This creamy and savoury mushroom stroganoff sauce is made in a large skillet or wok. For a fresh taste, I like to whip up my own cashew cream on the side.
Cashew cream is fast and simple to make. All that you need are raw cashews, water and a small blender or Nutribullet and in less than 10 minutes you have a fresh smooth cream. You can also use a store-bought cream of choice, but should you want to make a fresh plant-based one, the recipe is here.
This stroganoff sauce can be served with a pasta or rice of choice. However, for an even more nutritious and complete meal, try substituting the pasta or rice with cooked red quinoa and lentils mixed together. It’s delicious.
Creamy vegan mushroom stroganoff
- Pasta, rice, red quinoa or lentils (green or black), cooked.
- 2 tablespoons (tbsp) olive oil
- 5 cups brown cremini mushrooms, sliced (or a mix such as cremini and shitake)
- 1 large or 2 medium yellow onions, chopped
- 1-2 garlic buds, pressed
- 1 teaspoon (tsp) dried thyme or 1 tbsp fresh thyme
- ½ cup dark beer
- 1 bay leaf
- 1 tbsp soy or tamari sauce, low sodium
- 1 cup vegetable bouillon (low or no sodium) + 1 tbsp cornstarch (can add a bit more bouillon later)
- 1 cup cashew cream (can sub. with another cream of choice)
- 1 tbsp Dijon mustard (I use a mustard with whole grains)
- 2 tbsp nutritional yeast
- ½ to 1 tbsp paprika
- 1 tbsp sherry vinegar to add at the end (can sub. with red or white wine vinegar)
- Salt and ground pepper, to taste
Measure and prepare ingredients.
Cook pasta, rice, quinoa or lentils separately and according to package. Set aside.
In a deep, large skillet or wok heat up the olive oil. Reduce heat and sauté mushrooms, onions, garlic and thyme for 7 minutes.
Add beer, soy or tamari sauce and bay leaf. Mix and cook for about 2 minutes.

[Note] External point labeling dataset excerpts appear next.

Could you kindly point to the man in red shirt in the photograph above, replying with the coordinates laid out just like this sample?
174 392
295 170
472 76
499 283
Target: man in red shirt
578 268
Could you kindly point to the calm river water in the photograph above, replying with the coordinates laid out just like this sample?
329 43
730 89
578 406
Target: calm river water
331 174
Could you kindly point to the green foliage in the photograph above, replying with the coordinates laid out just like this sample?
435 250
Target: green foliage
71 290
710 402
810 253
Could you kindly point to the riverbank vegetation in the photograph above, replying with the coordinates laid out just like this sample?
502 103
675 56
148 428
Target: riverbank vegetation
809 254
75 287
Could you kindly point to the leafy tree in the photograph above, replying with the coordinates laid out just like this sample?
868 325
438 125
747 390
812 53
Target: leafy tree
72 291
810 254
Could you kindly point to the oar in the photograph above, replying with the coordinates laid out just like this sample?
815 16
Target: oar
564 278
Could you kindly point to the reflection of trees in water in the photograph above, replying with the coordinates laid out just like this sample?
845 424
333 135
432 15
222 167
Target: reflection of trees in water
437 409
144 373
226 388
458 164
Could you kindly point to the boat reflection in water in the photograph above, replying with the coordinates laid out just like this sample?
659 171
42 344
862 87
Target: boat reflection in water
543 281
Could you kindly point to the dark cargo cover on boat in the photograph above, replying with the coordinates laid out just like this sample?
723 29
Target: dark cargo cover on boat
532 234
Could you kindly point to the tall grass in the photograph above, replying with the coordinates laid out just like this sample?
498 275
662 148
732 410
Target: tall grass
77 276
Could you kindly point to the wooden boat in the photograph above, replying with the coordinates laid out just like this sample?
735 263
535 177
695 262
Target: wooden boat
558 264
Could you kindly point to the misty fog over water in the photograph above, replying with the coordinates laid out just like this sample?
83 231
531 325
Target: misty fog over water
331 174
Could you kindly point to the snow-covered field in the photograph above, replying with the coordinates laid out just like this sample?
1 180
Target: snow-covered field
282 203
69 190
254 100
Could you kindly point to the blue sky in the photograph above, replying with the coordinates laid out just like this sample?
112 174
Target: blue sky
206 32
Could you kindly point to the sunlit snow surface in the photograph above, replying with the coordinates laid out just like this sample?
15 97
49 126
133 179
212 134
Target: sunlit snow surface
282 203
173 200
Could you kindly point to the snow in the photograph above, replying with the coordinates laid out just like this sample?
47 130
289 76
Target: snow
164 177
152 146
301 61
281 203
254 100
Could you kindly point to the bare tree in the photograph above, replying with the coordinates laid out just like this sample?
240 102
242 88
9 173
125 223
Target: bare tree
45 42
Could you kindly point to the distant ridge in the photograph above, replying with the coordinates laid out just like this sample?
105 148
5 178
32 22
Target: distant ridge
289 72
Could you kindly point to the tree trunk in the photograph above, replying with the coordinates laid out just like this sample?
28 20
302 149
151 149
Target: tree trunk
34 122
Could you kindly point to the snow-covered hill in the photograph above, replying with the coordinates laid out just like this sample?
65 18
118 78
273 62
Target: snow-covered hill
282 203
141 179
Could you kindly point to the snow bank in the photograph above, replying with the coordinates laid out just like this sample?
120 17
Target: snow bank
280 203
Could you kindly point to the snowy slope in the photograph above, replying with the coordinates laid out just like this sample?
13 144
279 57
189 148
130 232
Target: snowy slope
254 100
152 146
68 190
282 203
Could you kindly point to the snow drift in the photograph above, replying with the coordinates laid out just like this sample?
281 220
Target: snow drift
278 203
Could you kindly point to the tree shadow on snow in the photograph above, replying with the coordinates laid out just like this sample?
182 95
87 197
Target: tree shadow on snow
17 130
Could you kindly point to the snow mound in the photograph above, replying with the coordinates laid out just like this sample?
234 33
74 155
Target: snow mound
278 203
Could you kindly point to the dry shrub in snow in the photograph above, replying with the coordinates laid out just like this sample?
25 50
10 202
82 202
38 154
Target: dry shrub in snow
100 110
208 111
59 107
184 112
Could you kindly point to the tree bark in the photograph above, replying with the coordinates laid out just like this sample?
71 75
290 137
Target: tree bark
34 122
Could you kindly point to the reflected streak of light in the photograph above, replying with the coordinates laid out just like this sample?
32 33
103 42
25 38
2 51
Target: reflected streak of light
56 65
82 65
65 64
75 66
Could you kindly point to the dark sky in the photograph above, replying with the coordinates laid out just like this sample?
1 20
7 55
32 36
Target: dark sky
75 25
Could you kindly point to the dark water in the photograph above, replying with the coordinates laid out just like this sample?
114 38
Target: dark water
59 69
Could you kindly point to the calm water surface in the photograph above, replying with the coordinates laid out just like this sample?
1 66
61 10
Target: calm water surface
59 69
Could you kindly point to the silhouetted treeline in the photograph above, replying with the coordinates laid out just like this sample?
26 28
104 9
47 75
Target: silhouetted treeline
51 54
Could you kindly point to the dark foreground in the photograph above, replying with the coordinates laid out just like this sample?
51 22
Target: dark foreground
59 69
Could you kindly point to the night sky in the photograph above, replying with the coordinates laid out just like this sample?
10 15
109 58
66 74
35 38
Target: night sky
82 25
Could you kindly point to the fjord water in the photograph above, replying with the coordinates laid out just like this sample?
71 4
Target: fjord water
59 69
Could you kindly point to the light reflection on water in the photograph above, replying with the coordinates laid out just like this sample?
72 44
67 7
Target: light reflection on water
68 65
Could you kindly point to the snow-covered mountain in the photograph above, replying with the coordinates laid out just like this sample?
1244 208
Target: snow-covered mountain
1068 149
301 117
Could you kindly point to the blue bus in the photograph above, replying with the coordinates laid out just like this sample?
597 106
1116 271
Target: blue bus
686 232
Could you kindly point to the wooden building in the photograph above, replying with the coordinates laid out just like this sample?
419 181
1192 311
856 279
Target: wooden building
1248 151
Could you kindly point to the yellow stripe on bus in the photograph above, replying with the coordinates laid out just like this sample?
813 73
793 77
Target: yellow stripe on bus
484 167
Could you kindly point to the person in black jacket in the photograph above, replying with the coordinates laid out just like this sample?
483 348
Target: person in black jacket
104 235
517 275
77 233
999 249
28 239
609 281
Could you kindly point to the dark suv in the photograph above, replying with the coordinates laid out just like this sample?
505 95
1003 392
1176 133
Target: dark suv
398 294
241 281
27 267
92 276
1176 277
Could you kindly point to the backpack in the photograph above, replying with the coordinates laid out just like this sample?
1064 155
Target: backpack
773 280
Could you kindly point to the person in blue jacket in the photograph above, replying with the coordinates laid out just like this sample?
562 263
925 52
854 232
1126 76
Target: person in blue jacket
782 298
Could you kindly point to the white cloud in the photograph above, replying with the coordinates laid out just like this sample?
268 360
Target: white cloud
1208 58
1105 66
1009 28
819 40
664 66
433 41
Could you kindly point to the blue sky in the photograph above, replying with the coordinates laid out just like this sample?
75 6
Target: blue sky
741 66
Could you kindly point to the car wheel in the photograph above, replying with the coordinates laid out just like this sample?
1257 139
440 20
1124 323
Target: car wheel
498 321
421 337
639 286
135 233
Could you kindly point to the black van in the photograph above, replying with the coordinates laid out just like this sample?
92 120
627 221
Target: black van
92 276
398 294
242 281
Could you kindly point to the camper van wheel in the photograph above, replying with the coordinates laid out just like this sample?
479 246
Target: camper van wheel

In small bowl, whisk in the cornstarch into the vegetable bouillon. Add this to the mushroom mixture and simmer uncovered for a few minutes. Add the cashew cream, mustard, nutritional yeast, paprika. Simmer uncovered for 5 minutes until thick and creamy.
Remove from heat. Add the sherry vinegar, salt and pepper. Mix gently.
Serve with cooked pasta or rice or lentils and/or quinoa.
The sauce can be stored in a covered container in the fridge. If serving the next day, you may need to add a little extra vegetable bouillon whilst heating it up, as it can get slightly thicker.